The reaction to the shooting rippled across the country as Americans were aghast at the sight of such a violent attack on a sitting member of Congress. The shooting cast a pall over the Capitol as politicians of all stripes denounced the shooting as a horrific and senseless act of violence. Capitol police asked members of Congress to be more vigilant about security in the wake of the shooting, and some politicians expressed hope that the killing spree serves as a wakeup call at a time when the political climate has become so emotionally charged.
Giffords, 40, is a three-term moderate Democrat who narrowly won re-election in November against a tea party candidate as conservatives across the country sought to throw her from office over her support of the health care law.
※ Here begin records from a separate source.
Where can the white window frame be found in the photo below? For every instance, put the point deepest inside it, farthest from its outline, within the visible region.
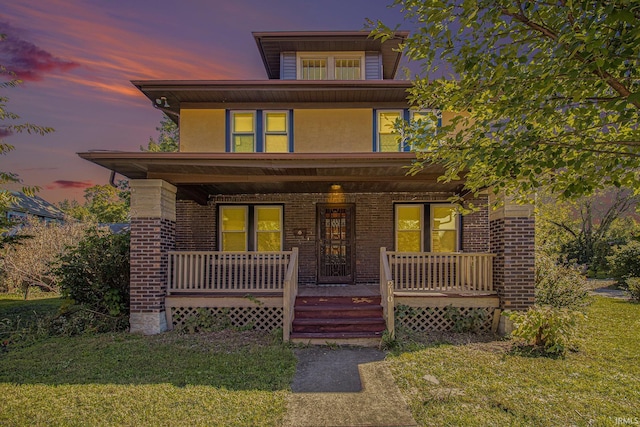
(330, 57)
(255, 224)
(378, 130)
(265, 132)
(221, 228)
(232, 132)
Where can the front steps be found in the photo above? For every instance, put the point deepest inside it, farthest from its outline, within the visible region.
(341, 320)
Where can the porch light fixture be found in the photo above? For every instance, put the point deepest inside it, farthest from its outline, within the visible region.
(162, 98)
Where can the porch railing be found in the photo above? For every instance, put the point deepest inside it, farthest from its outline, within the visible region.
(441, 272)
(203, 272)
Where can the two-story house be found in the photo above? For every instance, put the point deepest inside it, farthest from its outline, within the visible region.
(289, 201)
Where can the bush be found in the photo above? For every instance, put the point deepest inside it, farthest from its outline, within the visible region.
(560, 286)
(95, 274)
(625, 261)
(27, 261)
(633, 288)
(545, 327)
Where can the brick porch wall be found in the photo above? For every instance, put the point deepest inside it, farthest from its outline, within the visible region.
(196, 225)
(513, 242)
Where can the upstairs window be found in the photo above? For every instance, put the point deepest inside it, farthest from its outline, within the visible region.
(259, 131)
(243, 131)
(330, 66)
(388, 139)
(314, 69)
(276, 132)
Her office in Tucson was vandalized in the hours after the House passed the tcoverhaul last March as anger over the law spread across the country.
Police say the shooter was in custody, and was identified by people familiar with the investigation as Jared Loughner, 22. Pima County Sheriff's officials said he used a 9 mm pistol to carry out the shooting spree. U.S. officials who provided his name to the AP spoke on condition of anonymity because they were not authorized to release it publicly.
His exact motivation was not clear, but a former classmate described Loughner as a pot-smoking loner who had rambling beliefs about the world. Federal law enforcement officials were poring over versions of a MySpace page that belonged to Jared Loughner and over a YouTube video published weeks ago under an account "Classitup10" and linked to him. The MySpace page, which was removed within minutes of the gunman being identified by officials, included a mysterious "Goodbye friends" message published hours before the shooting and exhorted his friends to "Please don't be mad at me."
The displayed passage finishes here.